LC-MS and HPLC-UV analysis

LC-MS was utilized to quantify PCA and CCM from cultures grown in deep 96-well plates. To extract metabolites, 7 μL cell broth was combined with 27 μL 100% acetonitrile and samples were shaken vigorously for 5 min, followed by addition of 146 μL of 0.123 % formic acid (0.1% final concentration). Extracts were centrifuged at 4000 RCF for 10 min and supernatants were further diluted 10-fold in 15% acetonitrile containing 0.1% formic acid prior to LC-MS analysis. Ten μL of diluted extract was separated on a 1290 Infinity II LC system (Agilent Technologies) with a Zorbax Rapid Resolution HT C18 column (50 × 2.1 mm, 1.8 μm; Agilent Technologies). Metabolites were separated using the following gradient: 2% B to 10% B from 0 to 4 min (0.3 mL min−1), 10% B to 85% B from 4 to 6 min (0.3 mL min−1), held at 85% B from 6 to 7 min (0.3 mL min−1), 85% B to 2% B from 7 to 7.1 min (0.3 mL min−1), and held at 2% B from 7.1 to 9 min (0.45 mL min−1). Solvent A was 0.1% formic acid in water and solvent B was 0.1% formic acid in 100% ACN. Following separation, eluent was injected into an Agilent 6545 quadrupole time-of-flight MS (QTOF-MS; Agilent Technologies) in negative mode. The sample tray and column compartment were set to 4 °C and 30 °C, respectively. The sheath gas flow rate and temperature were adjusted to 10 L min−1 and 350 °C, respectively, while drying and nebulizing gases were set to 12 L min−1 and 55 psig, respectively. The drying gas temperature was set to 325 °C. QTOF data was processed and manipulated using MassHunter Workstation software version B.06.00 (Agilent Technologies).

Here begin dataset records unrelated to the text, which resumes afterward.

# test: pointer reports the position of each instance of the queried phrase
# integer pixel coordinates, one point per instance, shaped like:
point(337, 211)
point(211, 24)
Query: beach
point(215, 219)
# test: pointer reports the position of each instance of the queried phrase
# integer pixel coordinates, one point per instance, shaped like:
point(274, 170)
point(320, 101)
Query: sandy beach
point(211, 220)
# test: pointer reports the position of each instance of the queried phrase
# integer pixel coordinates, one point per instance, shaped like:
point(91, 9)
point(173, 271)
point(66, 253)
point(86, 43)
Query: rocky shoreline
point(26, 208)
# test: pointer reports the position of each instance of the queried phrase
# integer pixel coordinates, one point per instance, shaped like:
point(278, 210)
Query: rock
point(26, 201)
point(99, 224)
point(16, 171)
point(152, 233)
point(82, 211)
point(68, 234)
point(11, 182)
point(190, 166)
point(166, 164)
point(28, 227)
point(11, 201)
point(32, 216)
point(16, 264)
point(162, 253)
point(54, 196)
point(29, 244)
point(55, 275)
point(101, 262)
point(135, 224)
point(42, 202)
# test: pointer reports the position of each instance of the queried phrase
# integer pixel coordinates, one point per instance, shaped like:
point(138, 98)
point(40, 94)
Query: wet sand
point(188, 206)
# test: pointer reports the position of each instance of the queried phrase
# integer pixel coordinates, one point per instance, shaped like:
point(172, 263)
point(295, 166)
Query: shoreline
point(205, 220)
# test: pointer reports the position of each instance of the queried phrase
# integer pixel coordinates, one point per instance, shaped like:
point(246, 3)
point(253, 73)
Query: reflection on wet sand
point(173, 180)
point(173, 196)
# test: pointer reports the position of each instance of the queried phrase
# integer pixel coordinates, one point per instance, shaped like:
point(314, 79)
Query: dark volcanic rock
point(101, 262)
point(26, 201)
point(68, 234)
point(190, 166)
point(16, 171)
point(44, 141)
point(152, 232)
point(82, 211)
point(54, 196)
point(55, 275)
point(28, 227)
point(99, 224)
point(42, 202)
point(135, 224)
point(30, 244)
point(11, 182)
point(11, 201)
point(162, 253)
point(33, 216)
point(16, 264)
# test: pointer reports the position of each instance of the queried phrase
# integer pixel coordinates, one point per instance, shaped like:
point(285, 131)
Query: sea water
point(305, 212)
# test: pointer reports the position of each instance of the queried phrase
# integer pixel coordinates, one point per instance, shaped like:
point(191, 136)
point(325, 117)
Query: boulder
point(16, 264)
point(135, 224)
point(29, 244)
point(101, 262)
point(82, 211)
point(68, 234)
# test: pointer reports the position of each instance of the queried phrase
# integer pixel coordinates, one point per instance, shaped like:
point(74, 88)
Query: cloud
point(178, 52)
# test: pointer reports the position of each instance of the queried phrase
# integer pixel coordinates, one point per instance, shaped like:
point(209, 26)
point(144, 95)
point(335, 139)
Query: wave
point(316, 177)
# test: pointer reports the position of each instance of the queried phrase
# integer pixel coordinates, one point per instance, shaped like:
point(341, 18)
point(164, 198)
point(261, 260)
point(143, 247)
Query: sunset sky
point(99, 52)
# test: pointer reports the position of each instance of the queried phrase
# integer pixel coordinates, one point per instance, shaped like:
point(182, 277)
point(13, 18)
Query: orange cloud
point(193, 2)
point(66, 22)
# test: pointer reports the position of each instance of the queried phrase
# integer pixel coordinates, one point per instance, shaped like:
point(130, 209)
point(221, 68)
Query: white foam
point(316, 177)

Glucose, glycerol, PCA, catechol, and CCM from fed-batch fermentation broth samples were analyzed and quantified using HPLC-UV and RID. For analysis of CCM, culture broth was combined with an equal volume of 10 N NaOH and incubated for 10 min with shaking. Cell debris was centrifuged at maximum speed for 10 min and supernatant was diluted in 40 mM PBS, pH 7.4. Alternatively, CCM was analyzed by diluting culture supernatant 50-fold directly in water or 40 mM PBS, pH 7.4. For analysis of glucose, glycerol, PCA, and catechol, culture broth was diluted in 40 mM PBS, pH 7.4 and centrifuged at maximum speed for 10 minutes. Five μL of extracted broth was separated on an Agilent 1200 HPLC system equipped with an Aminex Fast Acid Analysis column. Metabolites were separated isocratically using 10 mM H2SO4 at a flow rate of 0.8 mL min−1. PCA and catechol were detected at 210 nm. CCM was detected at 260 nm. Traces were collected and analyzed using ChemStation version B.02.00 (Agilent Technologies).

Statistical analyses

All numerical values are depicted as means ± s.d. Statistical differences between control and engineered strains were assessed via two-tailed Student’s t-tests assuming equal variances. In all cases, P-values < 0.05 were considered significant. Statistical significance of dicarboxylic acid chain length was assessed via OLS linear regression with hourly growth rates as the response variable. Statistical analyses were performed using Excel 2306 Build 16.0.16529.20164 (Microsoft) or Prism version 9.5.1 (GraphPad).

Reporting summary

Further information on research design is available in the Nature Portfolio Reporting Summary linked to this article.